Die Wand gegenüber dem Schreibtisch enthielt zunächst einen hohen, grauen Schrank hinter der Tür, der vor allem als Kleiderschrank fungierte. Direkt daneben stand ein breites Sideboard. Auf diesem befand sich ein Wasserkocher, während im Board selbst ein Minikühlschrank untergebracht war. In diesem bewahrte William zumeist etwas Toastbrot, Wurst und Käse auf. In den restlichen Fächern neben dem Kühlschrank lagen hingegen mehrere Dosen mit Tee sowie stets ein paar Plätzchen oder Bretzeln. Nervennahrung, wenn es mal wieder später werden sollte …

Direkt oberhalb des Sideboards hing hingegen Williams ganzer Stolz. Auf einer riesigen Korkplatte hatte man ihm eine Karte angebracht, die bis unter die Decke reichte und ihm das Einsatzgebiet des NYPD zeigte. Hier konnte er mit kleinen Fähnchen markieren, wo sich bestimmte Dinge ereig­net hatten. Vor wenigen Minuten hatte er ein schwarzes Fähn­chen an den Fundort der Leiche seines Informanten gesteckt.

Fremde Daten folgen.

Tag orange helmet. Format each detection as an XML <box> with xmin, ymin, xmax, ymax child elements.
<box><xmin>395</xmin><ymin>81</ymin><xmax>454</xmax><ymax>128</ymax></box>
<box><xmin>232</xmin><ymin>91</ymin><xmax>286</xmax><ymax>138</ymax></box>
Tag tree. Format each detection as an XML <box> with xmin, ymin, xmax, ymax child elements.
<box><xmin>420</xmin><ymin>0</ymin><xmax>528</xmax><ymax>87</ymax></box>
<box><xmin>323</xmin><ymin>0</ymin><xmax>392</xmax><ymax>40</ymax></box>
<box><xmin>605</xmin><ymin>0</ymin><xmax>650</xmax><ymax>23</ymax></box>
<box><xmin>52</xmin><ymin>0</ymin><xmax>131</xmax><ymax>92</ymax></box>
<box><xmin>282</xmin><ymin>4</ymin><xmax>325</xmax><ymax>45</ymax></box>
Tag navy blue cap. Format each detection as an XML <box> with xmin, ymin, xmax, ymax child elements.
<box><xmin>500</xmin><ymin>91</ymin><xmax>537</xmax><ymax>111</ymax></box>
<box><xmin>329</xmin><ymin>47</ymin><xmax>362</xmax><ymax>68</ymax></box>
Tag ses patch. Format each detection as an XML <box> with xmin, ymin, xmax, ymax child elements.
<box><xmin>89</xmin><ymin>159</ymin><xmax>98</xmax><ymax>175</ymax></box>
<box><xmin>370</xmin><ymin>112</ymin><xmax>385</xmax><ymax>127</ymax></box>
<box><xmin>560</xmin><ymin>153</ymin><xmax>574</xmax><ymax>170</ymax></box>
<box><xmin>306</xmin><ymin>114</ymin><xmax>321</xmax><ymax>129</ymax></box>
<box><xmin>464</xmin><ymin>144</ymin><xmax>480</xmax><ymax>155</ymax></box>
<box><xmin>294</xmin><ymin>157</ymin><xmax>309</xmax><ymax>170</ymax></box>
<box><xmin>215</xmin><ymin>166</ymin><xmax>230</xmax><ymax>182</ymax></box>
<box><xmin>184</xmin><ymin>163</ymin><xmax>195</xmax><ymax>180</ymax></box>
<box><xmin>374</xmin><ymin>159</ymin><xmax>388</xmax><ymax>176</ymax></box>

William setzte sich an seinen Platz, stellte die Teetasse ab und griff sich noch einmal die Mappe der Pathologie. Er hasste diese Facette seines Berufs! Er war jetzt einundvier­zig Jahre alt, doch in seinem rotbraunen Bart nahm die Anzahl weißer Härchen drastisch zu. Vor nur drei Jahren konnte er sie noch zählen! Der Job schien ihm arger zuzusetzen, als er es sich immer wieder selbst eingestehen wollte. Ansonsten war er soweit seinem Alter entsprechend fit. Bei einer Größe von ziemlich genau 1,80 m brachte er es auf gute 95 kg. Seit er vor rund dreieinhalb Jahren das Militär verlassen hatte und zum NYPD gewechselt war, hatte er beinah 10 kg zugenommen. Er verbrachte deutlich mehr Zeit hinter dem Schreibtisch, und selbst den Sportraum des NYPD besuchte er nur sehr selten. Er war einfach zu sehr in die Arbeit eingebunden. Früher war er zumeist im aktiven Polizeidienst tätig. Militärpolizei – Einsätze im In- und Ausland. Später eine Tätigkeit im Sonder­einsatz, über die er ebenfalls nicht sprach.

Er war ein Spezialist. Knallhart und nicht selten am Rande der Legalität handelnd. Dies führte auch dazu, dass er trotz zwanzig Jahren Dienst beim Militär nie über den Rang des Captains hinaus gekommen war. Seine Vorgesetzten schätzten ihn und seine Erfolge, doch nicht wenige kritisierten die Art und Weise, wie er gelegentlich vorging. Wild Bill wurde er im Laufe der Zeit genannt. Und dies haftete ihm auch jetzt noch an.

William legte die Mappe beiseite. Er würde sie im Hinausgehen einem Sergeant geben, der sich dem Fall annehmen sollte. Mit einem Ergebnis rechnete er nicht wirklich. Wenn es tatsächlich die Drogenmafia war, konnte man ihr vermutlich ohnehin nichts beweisen. Tatverdächtige dürfte es zuhauf geben. Nicht selten ließ die Mafia Killer von auswärts kommen, die direkt nach der Tat wieder verschwanden. Also vermutlich wieder ein ungeklärter Mord unter vielen. Fraglich, ob man den Fall im Drogendezernat belassen würde, oder ob nicht viel eher das Morddezernat auf seinem Recht bestand.

Am Computer prüfte William nur noch kurz die letzten eingegangenen Mails, dann wollte er den Abwesenheitsassistenten seines Mailprogramms einstellen: Ich bin bis einschließlich Sonntag, 28. Dezember 2014 nicht zu erreichen. Fünf arbeitsfreie Tage am Stück – seine Frau würde sich riesig freuen! Anschließend fuhr er den Computer runter und schal­tete ihn ab. Geschafft!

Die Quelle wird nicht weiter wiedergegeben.